To learn which features are available to your organization and how to add more, contact your Hyperscience representative.

When you adjust a semi-structured layout, some of the changes require retraining your Identification Models, while others do not.

Retraining ensures that the model can correctly recognize new or updated fields and tables, and helps prevent unexpected behavior in production.

This article explains which types of layout changes require retraining and which ones can be applied without it. Understanding this distinction helps you save time and maintain model accuracy.

When retraining is required

Field Identification Models

Retraining is required if:

  • A new field is added.

  • The Multiline setting for an existing field is toggled. Learn more in Creating Semi-structured Layouts.

  • The Multiple Occurrences setting is toggled.

Retraining required

Adding a new field without retraining will not make it functional.

You must retrain the model with documents that include annotations for the new or updated field. Until retrained, the new field will remain unsupported. You’ll see a message in Training Data Management when new fields are missing from the training data:

To learn more about the annotation process, see our Training a Semi-structured Model and TDM for Identification Models articles.

Table Identification Models

Retraining is required if:

  • A new column has been added.

  • The Multiline setting for an existing column is toggled.

Retraining required

Adding a new column without retraining is not enough. The model must be retrained with annotated documents that contain the new or updated column. You’ll see a message in Training Data Management when new columns are missing from the training data:

Learn more about the annotation process in Training a Semi-structured Model and TDM for Identification Models.

When retraining is not required

Updating any of the following settings in an existing field does not require retraining your Field or Table ID model:

  • Output name

  • Transcription Supervision

  • Identification Supervision

  • Required

  • Not in English

Аlways verify layout-version compatibility when switching between model versions

The Live version of a model always uses the most recent layout version, regardless of which layout version it was originally trained with.

This pairing can lead to unexpected behavior, especially if changes were made to the layout after training (e.g. new fields, field-setting updates).

Example: If a model is trained on v3 of layout, and v4 of that layout is created after the training, the model will use v4 of the layout when deployed.

Field ID models

No retraining needed if:

  • A field is removed

  • A field’s data type is changed.

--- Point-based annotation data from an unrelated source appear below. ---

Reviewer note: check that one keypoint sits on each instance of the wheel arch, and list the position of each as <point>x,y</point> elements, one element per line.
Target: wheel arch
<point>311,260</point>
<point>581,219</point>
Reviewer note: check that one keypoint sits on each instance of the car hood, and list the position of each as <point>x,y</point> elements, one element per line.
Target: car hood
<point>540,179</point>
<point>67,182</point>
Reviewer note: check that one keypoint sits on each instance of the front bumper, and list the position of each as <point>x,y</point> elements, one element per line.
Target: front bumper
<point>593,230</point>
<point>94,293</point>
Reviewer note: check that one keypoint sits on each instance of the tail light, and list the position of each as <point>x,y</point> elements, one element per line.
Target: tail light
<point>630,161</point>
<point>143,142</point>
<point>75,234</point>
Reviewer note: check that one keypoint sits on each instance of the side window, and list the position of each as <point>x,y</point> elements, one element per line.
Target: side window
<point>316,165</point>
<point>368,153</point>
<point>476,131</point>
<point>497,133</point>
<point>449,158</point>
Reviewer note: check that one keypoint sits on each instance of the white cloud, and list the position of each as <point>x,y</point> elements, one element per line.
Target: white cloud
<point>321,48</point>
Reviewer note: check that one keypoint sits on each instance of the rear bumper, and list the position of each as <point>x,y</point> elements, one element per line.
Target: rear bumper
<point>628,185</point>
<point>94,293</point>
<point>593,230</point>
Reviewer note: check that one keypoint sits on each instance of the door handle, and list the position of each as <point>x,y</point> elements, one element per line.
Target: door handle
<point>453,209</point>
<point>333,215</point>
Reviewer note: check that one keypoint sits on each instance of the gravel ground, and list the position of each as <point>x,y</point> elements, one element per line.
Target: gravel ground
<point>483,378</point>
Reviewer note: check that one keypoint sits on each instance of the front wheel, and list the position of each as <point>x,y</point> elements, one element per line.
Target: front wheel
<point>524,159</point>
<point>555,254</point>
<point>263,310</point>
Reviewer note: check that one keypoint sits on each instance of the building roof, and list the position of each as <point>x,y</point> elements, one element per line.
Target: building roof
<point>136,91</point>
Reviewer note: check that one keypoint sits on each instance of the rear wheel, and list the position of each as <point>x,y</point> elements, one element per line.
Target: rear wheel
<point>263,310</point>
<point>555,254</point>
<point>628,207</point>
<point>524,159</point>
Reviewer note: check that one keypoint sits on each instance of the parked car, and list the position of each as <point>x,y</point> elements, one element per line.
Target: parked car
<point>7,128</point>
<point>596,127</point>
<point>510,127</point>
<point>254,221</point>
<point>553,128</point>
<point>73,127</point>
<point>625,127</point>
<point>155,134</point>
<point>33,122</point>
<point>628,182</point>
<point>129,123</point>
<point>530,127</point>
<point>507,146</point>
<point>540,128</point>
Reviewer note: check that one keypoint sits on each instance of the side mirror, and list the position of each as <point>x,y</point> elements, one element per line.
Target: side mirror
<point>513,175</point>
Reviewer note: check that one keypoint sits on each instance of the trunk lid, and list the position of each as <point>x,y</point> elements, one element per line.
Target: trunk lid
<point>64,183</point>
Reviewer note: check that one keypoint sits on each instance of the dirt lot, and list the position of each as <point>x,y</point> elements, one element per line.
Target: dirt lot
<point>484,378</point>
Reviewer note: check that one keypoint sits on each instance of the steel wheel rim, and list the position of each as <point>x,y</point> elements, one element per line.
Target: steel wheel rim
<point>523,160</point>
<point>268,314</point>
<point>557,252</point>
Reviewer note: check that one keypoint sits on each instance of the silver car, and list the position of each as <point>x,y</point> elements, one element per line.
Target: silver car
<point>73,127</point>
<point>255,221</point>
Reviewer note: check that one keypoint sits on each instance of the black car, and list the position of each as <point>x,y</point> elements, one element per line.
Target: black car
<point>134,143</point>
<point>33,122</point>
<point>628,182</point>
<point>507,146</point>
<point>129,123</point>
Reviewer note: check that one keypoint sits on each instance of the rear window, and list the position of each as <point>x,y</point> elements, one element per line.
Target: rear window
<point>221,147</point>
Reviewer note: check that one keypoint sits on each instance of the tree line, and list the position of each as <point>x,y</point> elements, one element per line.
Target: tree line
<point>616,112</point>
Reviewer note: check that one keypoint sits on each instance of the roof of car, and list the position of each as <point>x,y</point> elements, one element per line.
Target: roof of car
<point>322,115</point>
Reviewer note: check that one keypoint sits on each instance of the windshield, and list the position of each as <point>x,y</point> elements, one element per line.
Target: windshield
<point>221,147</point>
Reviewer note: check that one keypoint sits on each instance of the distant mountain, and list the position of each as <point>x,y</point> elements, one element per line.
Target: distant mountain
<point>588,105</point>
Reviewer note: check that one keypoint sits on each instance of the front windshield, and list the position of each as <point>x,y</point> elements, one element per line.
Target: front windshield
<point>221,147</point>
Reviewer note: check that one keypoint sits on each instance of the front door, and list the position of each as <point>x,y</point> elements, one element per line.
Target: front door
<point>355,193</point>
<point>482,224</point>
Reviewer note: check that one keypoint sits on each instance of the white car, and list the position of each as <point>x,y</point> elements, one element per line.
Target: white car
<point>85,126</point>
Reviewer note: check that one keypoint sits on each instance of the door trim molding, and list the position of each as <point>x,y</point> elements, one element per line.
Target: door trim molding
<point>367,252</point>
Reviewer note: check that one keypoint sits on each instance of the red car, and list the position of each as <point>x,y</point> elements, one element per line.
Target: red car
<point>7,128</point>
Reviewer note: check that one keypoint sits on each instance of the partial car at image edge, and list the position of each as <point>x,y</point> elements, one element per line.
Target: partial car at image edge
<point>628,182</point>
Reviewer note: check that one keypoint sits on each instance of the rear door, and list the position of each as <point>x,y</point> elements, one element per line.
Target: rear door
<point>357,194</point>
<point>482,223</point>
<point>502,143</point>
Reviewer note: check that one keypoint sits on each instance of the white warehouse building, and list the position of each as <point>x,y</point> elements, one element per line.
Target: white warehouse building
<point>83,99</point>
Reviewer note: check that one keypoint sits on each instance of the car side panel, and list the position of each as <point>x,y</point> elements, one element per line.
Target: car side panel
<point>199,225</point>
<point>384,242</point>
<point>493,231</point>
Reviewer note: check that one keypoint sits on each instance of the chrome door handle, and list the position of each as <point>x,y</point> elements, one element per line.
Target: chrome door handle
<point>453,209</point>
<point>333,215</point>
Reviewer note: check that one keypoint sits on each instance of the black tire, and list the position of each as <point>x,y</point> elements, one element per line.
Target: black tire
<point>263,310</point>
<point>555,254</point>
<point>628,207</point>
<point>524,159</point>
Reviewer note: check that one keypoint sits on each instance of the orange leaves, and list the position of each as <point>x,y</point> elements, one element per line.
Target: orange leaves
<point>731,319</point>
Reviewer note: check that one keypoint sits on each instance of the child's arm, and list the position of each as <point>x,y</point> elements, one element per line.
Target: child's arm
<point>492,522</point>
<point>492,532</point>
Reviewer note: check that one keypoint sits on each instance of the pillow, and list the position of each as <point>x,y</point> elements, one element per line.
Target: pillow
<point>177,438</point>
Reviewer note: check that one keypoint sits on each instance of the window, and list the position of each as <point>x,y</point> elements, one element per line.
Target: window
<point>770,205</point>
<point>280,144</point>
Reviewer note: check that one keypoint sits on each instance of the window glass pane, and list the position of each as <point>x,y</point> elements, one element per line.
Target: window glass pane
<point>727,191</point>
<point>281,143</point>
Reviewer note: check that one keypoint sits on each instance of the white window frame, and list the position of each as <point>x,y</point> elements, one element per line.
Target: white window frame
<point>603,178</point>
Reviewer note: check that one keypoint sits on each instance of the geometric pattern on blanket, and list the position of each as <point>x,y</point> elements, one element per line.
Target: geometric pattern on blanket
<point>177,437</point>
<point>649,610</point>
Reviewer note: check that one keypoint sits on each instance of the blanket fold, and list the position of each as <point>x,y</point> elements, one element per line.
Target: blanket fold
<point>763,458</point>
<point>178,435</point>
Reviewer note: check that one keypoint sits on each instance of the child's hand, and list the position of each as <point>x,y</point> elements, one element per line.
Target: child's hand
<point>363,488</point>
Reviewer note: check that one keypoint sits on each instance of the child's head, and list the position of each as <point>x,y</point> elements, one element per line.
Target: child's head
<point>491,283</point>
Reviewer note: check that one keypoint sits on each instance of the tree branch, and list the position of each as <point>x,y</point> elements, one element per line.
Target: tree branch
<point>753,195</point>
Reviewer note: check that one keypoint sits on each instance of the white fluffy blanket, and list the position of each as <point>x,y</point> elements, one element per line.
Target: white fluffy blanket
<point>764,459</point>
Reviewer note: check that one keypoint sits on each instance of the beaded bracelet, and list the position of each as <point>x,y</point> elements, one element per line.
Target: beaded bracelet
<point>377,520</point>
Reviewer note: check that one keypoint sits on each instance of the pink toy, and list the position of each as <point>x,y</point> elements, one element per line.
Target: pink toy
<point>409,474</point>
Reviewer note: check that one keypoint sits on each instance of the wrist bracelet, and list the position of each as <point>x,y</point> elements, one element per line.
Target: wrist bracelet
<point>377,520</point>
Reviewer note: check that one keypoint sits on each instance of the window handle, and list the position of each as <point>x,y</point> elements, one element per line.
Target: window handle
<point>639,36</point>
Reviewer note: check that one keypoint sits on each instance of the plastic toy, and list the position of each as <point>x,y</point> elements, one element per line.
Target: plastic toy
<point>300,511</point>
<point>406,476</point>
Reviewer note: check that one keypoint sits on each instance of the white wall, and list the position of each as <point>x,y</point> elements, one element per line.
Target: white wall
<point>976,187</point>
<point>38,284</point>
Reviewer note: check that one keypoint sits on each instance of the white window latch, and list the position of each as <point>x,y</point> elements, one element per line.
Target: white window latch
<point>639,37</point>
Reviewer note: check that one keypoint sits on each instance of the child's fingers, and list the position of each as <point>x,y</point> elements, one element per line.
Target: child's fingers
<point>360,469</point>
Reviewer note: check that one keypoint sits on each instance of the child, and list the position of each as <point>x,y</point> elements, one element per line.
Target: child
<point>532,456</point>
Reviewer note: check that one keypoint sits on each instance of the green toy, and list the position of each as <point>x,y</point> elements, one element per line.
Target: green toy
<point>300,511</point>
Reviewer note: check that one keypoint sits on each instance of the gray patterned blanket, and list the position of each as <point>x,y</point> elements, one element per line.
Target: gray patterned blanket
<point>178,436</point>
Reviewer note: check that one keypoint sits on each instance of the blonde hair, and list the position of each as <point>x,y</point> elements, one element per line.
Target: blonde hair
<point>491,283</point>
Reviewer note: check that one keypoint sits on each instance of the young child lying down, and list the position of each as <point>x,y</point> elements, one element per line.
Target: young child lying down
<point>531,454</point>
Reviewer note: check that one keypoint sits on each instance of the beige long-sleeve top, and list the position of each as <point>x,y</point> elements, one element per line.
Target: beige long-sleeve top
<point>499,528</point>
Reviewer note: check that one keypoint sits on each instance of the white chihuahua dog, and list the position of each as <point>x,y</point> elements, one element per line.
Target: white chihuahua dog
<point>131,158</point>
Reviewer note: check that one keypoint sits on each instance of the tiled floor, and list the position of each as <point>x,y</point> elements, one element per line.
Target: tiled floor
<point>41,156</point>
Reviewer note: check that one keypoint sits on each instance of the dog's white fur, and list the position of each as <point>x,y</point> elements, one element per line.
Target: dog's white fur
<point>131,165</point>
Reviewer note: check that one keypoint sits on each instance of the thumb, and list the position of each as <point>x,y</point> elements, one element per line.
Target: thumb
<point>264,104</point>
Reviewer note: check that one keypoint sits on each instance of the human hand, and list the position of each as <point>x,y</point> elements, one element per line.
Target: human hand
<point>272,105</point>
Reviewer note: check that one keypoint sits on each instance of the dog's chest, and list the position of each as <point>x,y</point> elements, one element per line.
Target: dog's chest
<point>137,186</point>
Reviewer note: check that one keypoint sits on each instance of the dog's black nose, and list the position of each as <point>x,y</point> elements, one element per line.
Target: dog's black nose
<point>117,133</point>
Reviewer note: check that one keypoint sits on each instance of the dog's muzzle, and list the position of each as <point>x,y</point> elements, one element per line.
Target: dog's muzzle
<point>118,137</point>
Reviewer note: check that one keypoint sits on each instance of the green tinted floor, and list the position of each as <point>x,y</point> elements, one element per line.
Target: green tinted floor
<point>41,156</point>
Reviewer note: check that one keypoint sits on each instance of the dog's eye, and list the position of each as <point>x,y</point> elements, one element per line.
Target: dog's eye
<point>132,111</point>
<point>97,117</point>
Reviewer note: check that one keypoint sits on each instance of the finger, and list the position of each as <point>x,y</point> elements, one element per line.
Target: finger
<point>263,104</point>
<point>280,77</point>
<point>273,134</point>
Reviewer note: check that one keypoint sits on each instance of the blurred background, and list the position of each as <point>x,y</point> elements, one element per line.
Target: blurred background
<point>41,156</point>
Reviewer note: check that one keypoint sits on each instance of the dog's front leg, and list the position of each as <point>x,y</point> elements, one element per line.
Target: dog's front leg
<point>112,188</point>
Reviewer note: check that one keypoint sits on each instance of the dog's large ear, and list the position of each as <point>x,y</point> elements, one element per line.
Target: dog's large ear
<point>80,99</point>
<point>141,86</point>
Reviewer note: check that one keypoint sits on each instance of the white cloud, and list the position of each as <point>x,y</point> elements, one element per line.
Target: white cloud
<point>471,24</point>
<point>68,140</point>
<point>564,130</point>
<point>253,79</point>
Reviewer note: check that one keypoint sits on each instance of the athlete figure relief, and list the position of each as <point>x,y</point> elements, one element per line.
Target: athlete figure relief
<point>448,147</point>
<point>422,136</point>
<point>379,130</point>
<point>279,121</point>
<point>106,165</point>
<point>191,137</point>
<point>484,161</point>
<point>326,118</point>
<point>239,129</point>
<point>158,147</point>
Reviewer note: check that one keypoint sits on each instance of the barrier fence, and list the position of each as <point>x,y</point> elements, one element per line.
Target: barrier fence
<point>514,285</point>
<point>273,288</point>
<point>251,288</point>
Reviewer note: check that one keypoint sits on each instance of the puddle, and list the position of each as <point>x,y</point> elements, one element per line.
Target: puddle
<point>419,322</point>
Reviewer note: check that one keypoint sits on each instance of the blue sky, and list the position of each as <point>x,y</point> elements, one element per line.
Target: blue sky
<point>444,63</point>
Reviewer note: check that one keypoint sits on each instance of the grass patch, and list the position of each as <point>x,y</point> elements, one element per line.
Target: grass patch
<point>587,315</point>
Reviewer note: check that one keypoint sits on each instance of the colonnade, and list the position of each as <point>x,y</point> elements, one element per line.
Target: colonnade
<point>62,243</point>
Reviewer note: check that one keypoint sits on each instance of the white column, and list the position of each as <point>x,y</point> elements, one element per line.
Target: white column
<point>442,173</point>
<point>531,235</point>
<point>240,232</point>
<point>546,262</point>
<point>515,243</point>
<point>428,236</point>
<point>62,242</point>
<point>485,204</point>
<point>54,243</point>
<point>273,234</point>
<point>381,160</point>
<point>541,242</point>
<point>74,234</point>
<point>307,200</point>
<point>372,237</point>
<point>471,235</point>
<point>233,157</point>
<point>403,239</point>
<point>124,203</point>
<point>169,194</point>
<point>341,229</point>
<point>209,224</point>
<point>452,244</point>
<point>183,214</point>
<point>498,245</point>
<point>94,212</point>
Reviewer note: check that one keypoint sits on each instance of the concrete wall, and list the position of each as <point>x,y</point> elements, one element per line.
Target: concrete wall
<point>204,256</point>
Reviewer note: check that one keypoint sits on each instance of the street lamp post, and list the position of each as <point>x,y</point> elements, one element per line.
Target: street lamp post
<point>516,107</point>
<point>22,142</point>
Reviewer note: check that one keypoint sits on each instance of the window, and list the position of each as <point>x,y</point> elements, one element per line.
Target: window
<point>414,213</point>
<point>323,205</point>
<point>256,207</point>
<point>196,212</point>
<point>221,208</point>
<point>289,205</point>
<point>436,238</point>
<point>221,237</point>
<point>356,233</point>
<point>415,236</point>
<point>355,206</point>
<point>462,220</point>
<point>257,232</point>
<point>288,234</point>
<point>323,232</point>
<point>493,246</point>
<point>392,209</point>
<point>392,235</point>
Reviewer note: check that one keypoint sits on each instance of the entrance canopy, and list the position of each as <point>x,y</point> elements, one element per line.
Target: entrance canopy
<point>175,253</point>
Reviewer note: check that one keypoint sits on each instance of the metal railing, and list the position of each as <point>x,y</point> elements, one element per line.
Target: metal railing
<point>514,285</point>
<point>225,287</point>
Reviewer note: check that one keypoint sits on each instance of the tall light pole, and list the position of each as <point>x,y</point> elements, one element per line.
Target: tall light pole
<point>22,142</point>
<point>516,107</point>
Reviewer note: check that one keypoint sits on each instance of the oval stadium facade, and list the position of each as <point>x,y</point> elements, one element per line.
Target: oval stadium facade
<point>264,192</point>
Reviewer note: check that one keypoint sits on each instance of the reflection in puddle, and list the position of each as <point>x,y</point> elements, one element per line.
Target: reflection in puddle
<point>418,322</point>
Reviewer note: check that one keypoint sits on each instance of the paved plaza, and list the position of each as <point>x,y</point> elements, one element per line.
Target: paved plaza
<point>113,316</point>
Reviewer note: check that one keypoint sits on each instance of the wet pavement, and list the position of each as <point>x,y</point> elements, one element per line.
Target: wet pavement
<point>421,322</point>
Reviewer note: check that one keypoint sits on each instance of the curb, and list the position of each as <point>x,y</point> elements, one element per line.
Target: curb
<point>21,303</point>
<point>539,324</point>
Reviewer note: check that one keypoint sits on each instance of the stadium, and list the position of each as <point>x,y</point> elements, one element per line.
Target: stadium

To learn more, see Data Types.

Table ID models

A Table ID model does not need to be retrained if:

  • A column is removed

  • A column’s data type is changed

Additional Considerations

If you retrain with existing training data only, new fields/columns or ones with updated Multiline setting will not be included. Retraining must be done with enough annotated examples covering the new or modified layout elements. To learn more about the annotation process, see Training a Semi-structured Model.